Check out this guide to help you estimate the ROI in your factory:
- Personalization: Personalized products will result in a smaller manufacturing collection and on-demand purchasing that will replace large stocks and shipments. End customers will gain more control over the process and the end result, while manufacturers learn to give audiences a chance to express their minds and needs. Companies will shift some of their production line to allow for more customization and, in turn, gain better resource management.
- Workforce optimization: Many of the above trends require talent to plan and execute these new procedures. The manufacturing industry will need to track and train people if it wants to avoid being severely understaffed. Research shows that skill gaps hinder digital transformation procedures and manufacturers’ HR teams struggle to close this gap. Remote work technologies will be used to let experts quickly train shop floor employees on needed skills, and realign them super fast to be prepared for needs that may arise.

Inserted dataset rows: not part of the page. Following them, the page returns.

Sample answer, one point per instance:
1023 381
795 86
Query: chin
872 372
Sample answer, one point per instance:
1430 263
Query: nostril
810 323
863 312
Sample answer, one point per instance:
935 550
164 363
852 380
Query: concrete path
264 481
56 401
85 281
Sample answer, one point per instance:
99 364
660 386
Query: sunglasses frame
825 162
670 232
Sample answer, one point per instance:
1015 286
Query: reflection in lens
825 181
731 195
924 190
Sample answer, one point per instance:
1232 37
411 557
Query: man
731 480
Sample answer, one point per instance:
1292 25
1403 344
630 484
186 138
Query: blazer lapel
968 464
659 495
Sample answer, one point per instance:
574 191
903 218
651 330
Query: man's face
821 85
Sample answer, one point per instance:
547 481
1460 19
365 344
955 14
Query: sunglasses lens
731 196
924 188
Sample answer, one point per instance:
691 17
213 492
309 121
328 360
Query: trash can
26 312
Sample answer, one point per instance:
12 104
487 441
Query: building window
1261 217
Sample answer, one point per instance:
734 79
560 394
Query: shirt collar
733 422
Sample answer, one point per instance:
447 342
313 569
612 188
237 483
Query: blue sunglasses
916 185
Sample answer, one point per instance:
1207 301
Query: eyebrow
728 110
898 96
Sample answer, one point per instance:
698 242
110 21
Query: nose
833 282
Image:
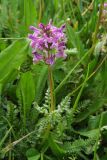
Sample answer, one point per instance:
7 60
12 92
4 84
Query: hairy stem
51 85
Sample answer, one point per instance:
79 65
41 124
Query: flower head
47 42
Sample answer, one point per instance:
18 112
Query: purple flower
105 4
37 57
49 41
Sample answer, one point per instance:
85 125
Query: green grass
77 128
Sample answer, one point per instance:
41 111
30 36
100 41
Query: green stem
51 85
98 22
98 136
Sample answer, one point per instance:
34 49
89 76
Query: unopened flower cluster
48 43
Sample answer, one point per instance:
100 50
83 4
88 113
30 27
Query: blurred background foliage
82 77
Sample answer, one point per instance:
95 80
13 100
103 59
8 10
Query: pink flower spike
37 57
105 4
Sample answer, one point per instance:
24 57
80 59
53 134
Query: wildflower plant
48 43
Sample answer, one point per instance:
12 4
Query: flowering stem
51 84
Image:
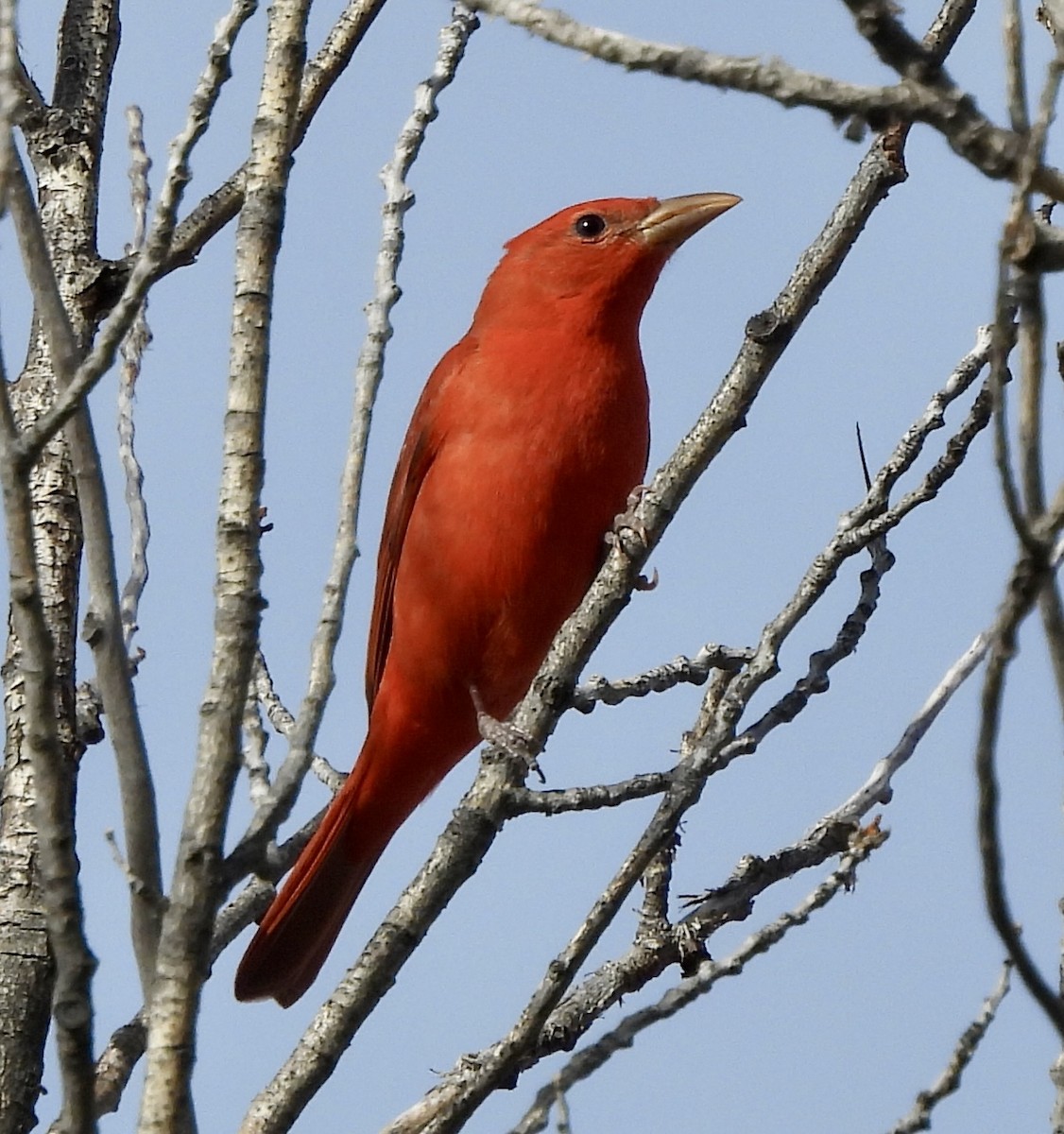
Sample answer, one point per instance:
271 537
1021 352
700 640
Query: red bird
525 443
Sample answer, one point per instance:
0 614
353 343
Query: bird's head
597 259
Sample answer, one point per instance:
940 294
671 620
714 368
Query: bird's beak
678 218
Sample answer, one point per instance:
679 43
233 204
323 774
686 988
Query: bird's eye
589 226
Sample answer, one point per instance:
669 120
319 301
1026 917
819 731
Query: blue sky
842 1024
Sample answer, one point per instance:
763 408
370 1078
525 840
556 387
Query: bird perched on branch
525 443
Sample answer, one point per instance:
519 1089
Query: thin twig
918 1118
133 347
369 371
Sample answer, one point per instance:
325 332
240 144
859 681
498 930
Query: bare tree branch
369 371
952 112
709 973
197 884
918 1118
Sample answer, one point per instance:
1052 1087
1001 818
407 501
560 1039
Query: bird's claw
628 534
506 735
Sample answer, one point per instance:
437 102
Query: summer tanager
524 446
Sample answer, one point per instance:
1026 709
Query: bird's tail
305 919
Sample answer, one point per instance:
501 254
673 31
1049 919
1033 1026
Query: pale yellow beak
678 218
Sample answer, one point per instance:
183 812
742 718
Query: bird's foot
506 735
628 534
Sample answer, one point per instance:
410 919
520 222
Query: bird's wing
420 448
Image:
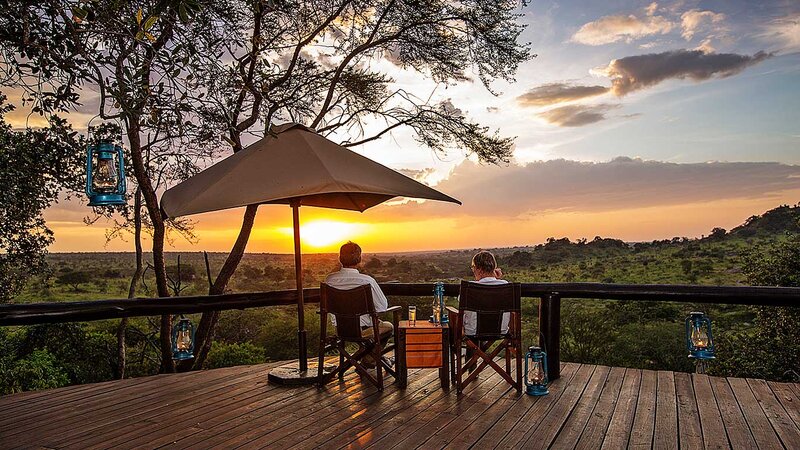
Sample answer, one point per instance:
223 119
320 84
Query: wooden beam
60 312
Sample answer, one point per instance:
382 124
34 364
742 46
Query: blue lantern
105 175
536 372
699 340
183 340
438 299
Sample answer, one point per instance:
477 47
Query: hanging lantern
105 175
699 340
183 340
536 372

- Nearshoring and reshoring: Lockdown and closed-borders caused huge delays in shipments, and hence in production. Manufacturers that were highly dependent on overseas inventory shipping suffered more. Manufacturers will therefore tend to choose to overcome several supply chain challenges and risks by bringing the production line closer. In July, 69% of US manufacturers were actively looking into reshoring options. Manufacturers’ production and distribution procedures will adjust accordingly, and the result will free companies from their dependency on distant inventory and offer better control and stability.
- 5G technology: This leap forward, that has already started, is expected to boost efficiency across the board, IIoT devices will deliver reduced latency, data centers will operate smoothly, AI solutions will have a bigger data capacity, and more. Just think of manufacturing – cobots that are highly dependent on zero latency. 5G technology and infrastructure are still being implemented in many regions, and in 2021, we’ll begin to see the impact of these technologies.
In 2019, we concluded the annual post by saying that changes in manufacturing take time. This year, we’ve had the opportunity to experience accelerated shifts that made room for new and exciting technology solutions.
Sure, these weren’t ideal circumstances, and the industry also dealt with significant setbacks, but the silver lining will be evident in many areas of the industrial world.